While Turin Brakes shares the common thread of moaning self pity with its contemporaries, it has a decidedly diverse sound; sometimes sparse, other times lush--often within the same song. The Optimist LP begins organically with the plink of a piano and the strum of an acoustic guitar and builds slowly--bass here, percussion there--until swells of strings hum underneath Knights' treacle-sweet voice. His innocence is engaging, but his lyrical choices are instantly questionable. He employs the seldom used gerund ice creaming in the opening track "Feeling Oblivion," and he issues the golden nugget of wisdom "syphilis is a bitch, but contracting HIV is much worse" in the orchestral epic "Future Boy."

Fortunately, there's enough to like to get past the seventh-grade poetry. "The Door" is a countrified slide-guitar classic, and the chorus of "State of Things" practically crawls inside your head and lays eggs. There are a few narcoleptic numbers such as "By TV Light" and the ironic album closer "The Optimist," but for the most part Turin Brakes has a little shimmy to go with its soul. It even takes a cue from British stoners Gomez on the bluesy shuffle "Emergency 72." The most memorable track is "Mind Over Money"; Knights' vocal acrobatics and crisp fret work come together beautifully as he sings, "what does this matter in the grand scheming sky/all that I multiply adds up to nothing." The moping is put aside for the out-of-character, plugged-in "Slack." A suddenly "hard" Knights claims "rescued a cat from a tree/I killed it dead for liking me."

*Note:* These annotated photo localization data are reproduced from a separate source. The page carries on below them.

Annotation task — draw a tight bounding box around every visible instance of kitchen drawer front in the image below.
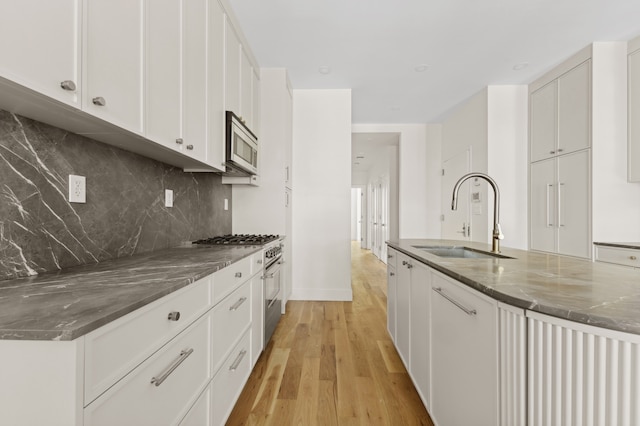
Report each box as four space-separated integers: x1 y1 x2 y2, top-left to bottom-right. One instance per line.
595 245 640 268
212 328 252 426
212 280 252 373
387 247 397 269
84 312 212 426
250 250 265 276
212 255 252 305
84 276 212 404
179 382 212 426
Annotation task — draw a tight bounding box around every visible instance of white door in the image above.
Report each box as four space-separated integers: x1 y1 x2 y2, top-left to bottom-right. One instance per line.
372 184 380 258
529 158 557 253
441 149 471 240
557 150 590 258
380 178 389 262
359 188 367 249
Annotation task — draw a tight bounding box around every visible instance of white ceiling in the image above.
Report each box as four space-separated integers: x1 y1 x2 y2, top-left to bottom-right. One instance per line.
226 0 640 124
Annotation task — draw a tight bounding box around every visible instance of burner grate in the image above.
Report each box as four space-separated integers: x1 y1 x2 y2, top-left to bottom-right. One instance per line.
192 234 279 245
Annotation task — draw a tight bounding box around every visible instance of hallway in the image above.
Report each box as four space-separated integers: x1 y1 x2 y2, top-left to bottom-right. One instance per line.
227 242 434 425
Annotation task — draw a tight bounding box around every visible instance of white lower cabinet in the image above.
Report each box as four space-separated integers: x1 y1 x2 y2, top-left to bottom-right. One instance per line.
594 245 640 268
430 271 499 426
527 311 640 426
180 382 213 426
409 261 431 408
395 252 412 366
84 311 212 425
386 250 397 342
211 328 252 426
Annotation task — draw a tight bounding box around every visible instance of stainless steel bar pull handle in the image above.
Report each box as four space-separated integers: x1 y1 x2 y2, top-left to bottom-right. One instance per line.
60 80 76 91
261 273 274 279
150 348 194 387
433 287 477 316
92 96 106 106
229 297 247 311
229 349 247 372
546 184 553 227
558 182 565 227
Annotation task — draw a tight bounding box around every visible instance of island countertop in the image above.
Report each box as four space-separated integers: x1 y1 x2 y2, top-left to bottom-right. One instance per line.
388 239 640 335
0 244 262 341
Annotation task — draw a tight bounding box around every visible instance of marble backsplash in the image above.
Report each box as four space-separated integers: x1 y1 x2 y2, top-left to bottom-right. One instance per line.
0 110 231 280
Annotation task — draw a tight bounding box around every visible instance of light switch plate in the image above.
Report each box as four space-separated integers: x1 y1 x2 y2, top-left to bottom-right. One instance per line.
68 175 86 203
165 189 173 207
224 198 229 210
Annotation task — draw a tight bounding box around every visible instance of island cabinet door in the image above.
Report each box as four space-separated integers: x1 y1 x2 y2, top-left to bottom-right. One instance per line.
430 271 499 426
395 252 412 367
527 311 640 426
409 261 431 409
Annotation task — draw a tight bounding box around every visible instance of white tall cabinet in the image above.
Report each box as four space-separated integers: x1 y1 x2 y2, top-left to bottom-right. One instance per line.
628 36 640 182
529 43 638 257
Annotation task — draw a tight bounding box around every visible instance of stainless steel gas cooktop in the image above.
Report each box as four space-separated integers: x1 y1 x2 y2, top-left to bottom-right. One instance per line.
192 234 280 246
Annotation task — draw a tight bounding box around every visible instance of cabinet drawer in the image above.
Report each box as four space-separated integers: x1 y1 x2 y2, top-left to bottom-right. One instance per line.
212 255 252 305
179 382 212 426
84 276 212 404
595 245 640 268
212 329 252 426
250 250 265 275
212 280 252 373
387 248 397 269
84 312 212 426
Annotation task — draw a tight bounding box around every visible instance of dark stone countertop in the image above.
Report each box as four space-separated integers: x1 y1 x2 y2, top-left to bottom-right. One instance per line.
594 242 640 250
0 244 261 341
388 239 640 335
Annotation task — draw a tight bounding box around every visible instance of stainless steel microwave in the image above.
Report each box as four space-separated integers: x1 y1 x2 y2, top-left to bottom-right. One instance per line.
224 111 258 176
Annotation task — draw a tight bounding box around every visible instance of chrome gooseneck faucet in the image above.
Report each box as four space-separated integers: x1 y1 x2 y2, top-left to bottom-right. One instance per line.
451 172 504 254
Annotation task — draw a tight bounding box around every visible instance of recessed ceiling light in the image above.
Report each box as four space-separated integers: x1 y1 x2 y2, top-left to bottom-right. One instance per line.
415 64 429 72
513 63 529 71
318 66 331 75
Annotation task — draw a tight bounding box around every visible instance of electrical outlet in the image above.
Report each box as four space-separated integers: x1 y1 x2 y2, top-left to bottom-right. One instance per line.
165 189 173 207
68 175 86 203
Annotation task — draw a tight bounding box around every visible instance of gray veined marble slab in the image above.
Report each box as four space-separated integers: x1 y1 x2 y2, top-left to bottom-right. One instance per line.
0 244 261 341
388 239 640 336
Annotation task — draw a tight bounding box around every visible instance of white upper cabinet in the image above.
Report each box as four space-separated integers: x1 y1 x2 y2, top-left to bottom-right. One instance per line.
251 68 261 138
224 21 241 116
182 0 208 161
0 0 81 107
145 0 182 150
83 0 144 134
240 48 253 127
207 0 226 171
530 60 591 163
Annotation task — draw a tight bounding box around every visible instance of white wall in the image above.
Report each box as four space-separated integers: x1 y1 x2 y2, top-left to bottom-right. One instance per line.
591 42 640 242
352 123 442 239
487 86 529 249
291 89 352 301
441 86 529 250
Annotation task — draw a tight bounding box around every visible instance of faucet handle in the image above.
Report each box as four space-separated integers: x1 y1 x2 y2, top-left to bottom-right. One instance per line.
494 224 504 240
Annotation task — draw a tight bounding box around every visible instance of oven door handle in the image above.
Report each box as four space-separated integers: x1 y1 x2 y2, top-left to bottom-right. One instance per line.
267 290 281 309
261 273 274 279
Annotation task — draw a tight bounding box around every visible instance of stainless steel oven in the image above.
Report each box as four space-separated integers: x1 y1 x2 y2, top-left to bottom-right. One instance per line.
262 242 282 346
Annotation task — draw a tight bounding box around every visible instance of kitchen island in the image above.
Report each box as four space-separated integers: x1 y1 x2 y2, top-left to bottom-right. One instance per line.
388 239 640 426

As a whole, The Optimist LP isn't as consistently good as Travis' recent The Invisible Band or Coldplay's Parachutes, but there are inspired moments. Turin Brakes has thankfully taken the new acoustic template and made it its own, incorporating soulful harmonies and sometimes raw production. Soon enough, British wankery will go the way of grunge, making way for the next Next Big Thing. Happily, Turin Brakes has made the scene before it's too late. Better late than never.